Earlier this week, Madonna caused a minimal stir by sniping at Lady Gaga, referencing her during a concert and adding, "Imitation is the sincerest form of flattery."
Wednesday night at Chicago's United Center, the first of two concerts there this week, Madonna again slipped the chorus of Gaga's "Born This Way" into the bridge of her own "Express Yourself" -- it's a seamless match, for sure -- but let it go without comment. Well, almost. She shouted a bit from "She's Not Me" at the end.
It seems like pretty catty paranoia from the indisputable queen of pop, as if the Material Girl -- a 1 percenter if ever there were -- has adopted the Republicans' new slogan ("We built it!") and its false sense of rugged individualism. Madonna broke ground for women in pop during the '80s and easily can justify her worldwide love, but much of her success is a pastiche quilt, a smart synthesis of the best of the best. Wednesday's show only lengthened the long list of film and music artists she herself flatters by imitation.
In fact, the opening of her two-hour concert -- full of the usual impressive showmanship, heavy hoofing, mish-mash religious symbolism and garish exhibitionism -- finds the Gen-X megastar, now 54, retooling gruesome scenes as if acting in a Quentin Tarantino film. (Or is it ex-husband Guy Ritchie's?) Kicking through a church window and brandishing a machine gun, Madonna and her legion of dancers careen through several violent set pieces, including pointing prop weapons into the crowd several times then blowing away various assailants -- their blood splattering across the three-story video screens -- while singing, "I wanna see him die / over and over and over and over ..." ("Gang Bang").
Her typical cheap shock tactics aside, it's not exactly a comfortable thing to watch at the end of this particular summer in Chicago.
In a previous statement, Madge has described this "MDNA" tour, supporting her new album (widely lambasted, though I didn't hate it), as "the journey of a soul from darkness to light," as well as "part spectacle and sometimes intimate performance art." The Broadway-level production does eventually lighten up, though it's mostly artless and nearly all spectacle. Robed monks quickly turn into shirtless hotties ("Girl Gone Wild"), cheerleaders and little drummer boys prance about ("Give Me All Your Luvin'"), there's the requisite cross-dressing and hand jive ("Vogue"), and the whole thing ends in a "Tron"-meets-Tetris, feel-good dance party ("Celebration").
The finest moments, though, are in the middle -- without all the hoopla. She sings "Turn Up the Radio" alone at a mike on the catwalk strumming a guitar, nothing else. "Open Your Heart" becomes a rhythmic Basque arrangement, with the full ensemble of dancers casually hanging like real people instead of choreographed cogs. (Here she's also joined by her 11-year-old son, Rocco Ritchie, busting moves and grinning from ear to ear.) Next, "Holiday" actually feels like one, relaxed and spontaneous.
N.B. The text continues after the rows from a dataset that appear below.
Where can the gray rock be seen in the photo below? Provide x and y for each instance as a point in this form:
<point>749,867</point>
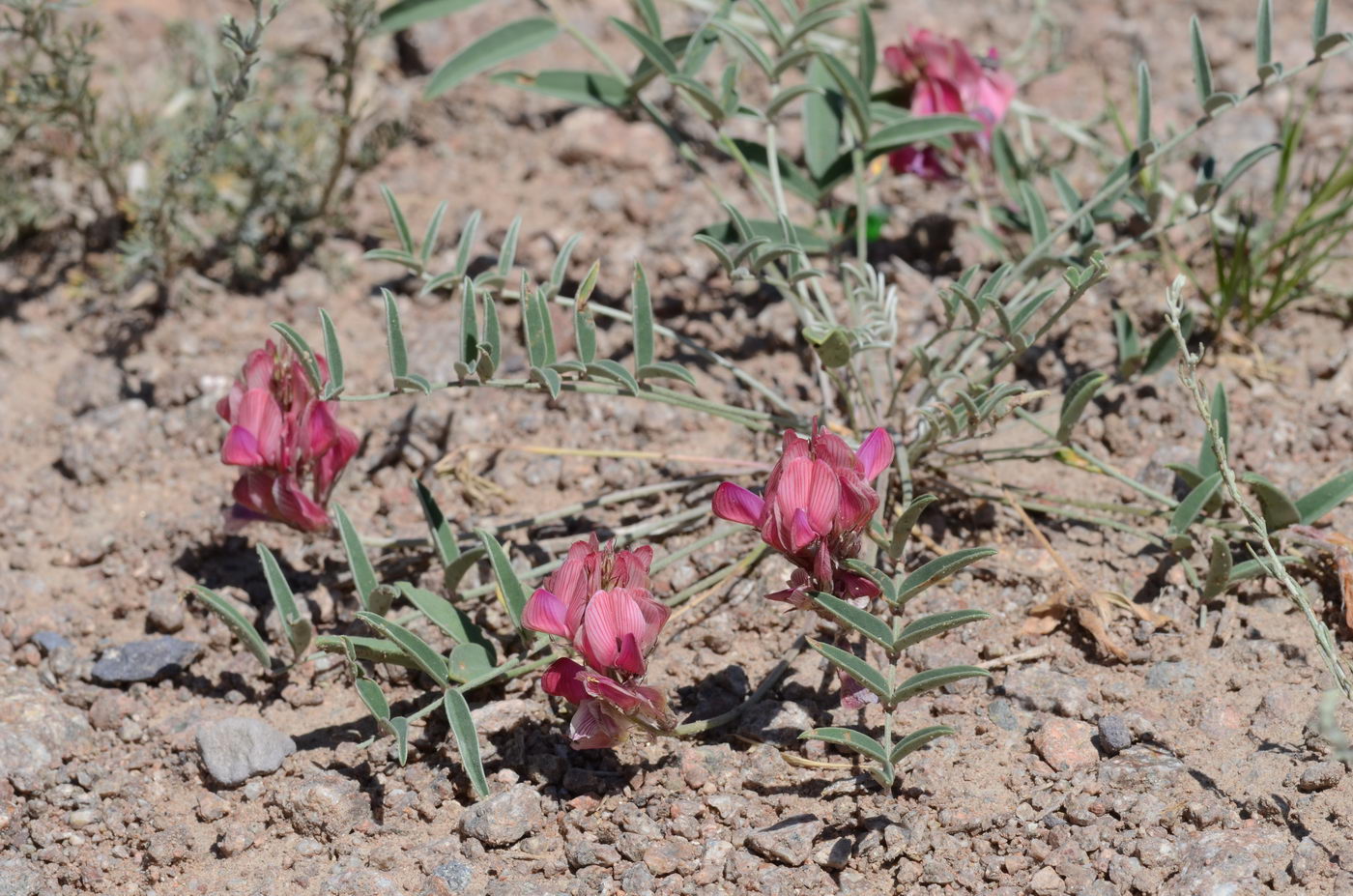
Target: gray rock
<point>789,842</point>
<point>1322,776</point>
<point>504,818</point>
<point>1113,736</point>
<point>19,878</point>
<point>237,749</point>
<point>49,642</point>
<point>144,661</point>
<point>449,878</point>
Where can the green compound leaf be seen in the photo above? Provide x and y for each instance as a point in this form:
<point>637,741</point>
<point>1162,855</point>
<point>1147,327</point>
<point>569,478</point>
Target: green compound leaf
<point>1078,398</point>
<point>854,666</point>
<point>903,528</point>
<point>509,587</point>
<point>362,574</point>
<point>1220,568</point>
<point>936,624</point>
<point>1323,499</point>
<point>1279,509</point>
<point>300,629</point>
<point>933,679</point>
<point>856,618</point>
<point>937,568</point>
<point>493,49</point>
<point>415,648</point>
<point>917,739</point>
<point>236,621</point>
<point>467,739</point>
<point>1193,506</point>
<point>856,740</point>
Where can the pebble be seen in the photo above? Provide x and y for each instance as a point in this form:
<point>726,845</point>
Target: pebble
<point>504,818</point>
<point>1065,744</point>
<point>1322,776</point>
<point>1113,736</point>
<point>789,842</point>
<point>239,749</point>
<point>144,661</point>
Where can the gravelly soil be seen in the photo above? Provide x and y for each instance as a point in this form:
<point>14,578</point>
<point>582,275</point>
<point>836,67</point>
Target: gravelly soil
<point>1193,767</point>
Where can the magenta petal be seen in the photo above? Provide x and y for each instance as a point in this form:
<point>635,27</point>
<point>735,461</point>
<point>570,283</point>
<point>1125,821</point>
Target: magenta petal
<point>734,504</point>
<point>241,448</point>
<point>876,452</point>
<point>547,612</point>
<point>561,679</point>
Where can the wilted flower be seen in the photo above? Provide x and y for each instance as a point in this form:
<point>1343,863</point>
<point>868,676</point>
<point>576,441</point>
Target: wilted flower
<point>599,602</point>
<point>816,506</point>
<point>287,439</point>
<point>944,78</point>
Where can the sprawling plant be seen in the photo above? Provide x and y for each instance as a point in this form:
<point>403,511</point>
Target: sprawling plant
<point>841,514</point>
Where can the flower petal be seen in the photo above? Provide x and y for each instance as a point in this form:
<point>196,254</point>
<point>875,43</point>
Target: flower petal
<point>876,452</point>
<point>547,612</point>
<point>734,504</point>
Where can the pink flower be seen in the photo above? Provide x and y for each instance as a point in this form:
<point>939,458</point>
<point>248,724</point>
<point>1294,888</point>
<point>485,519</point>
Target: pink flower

It's a refreshing, natural few moments, and it gives Madonna a chance to squeeze in some yammering about Oprah (she was last in United Center early last year for the TV host's big farewell) and delivering an impromptu homily about self-empowerment and treating "one another with dignity and respect."
Performer, heal thyself. Your legacy is secure, and it would be cemented for a whole new generation -- Wednesday's crowd was, well, my age -- if you took Gaga under your wing instead of clawing at her all the time. Go teach her a thing or two. Girl needs it.
Note: Those with tickets for the Thursday night show (and babysitters at home) should be aware the posted show time is 8 p.m., but on Wednesday (and at most other shows on the tour) Madonna didn't start until 10:20 p.m. (DJ Paul Oakenfold fills an hour of this time spinning records. Zzzzzzz.)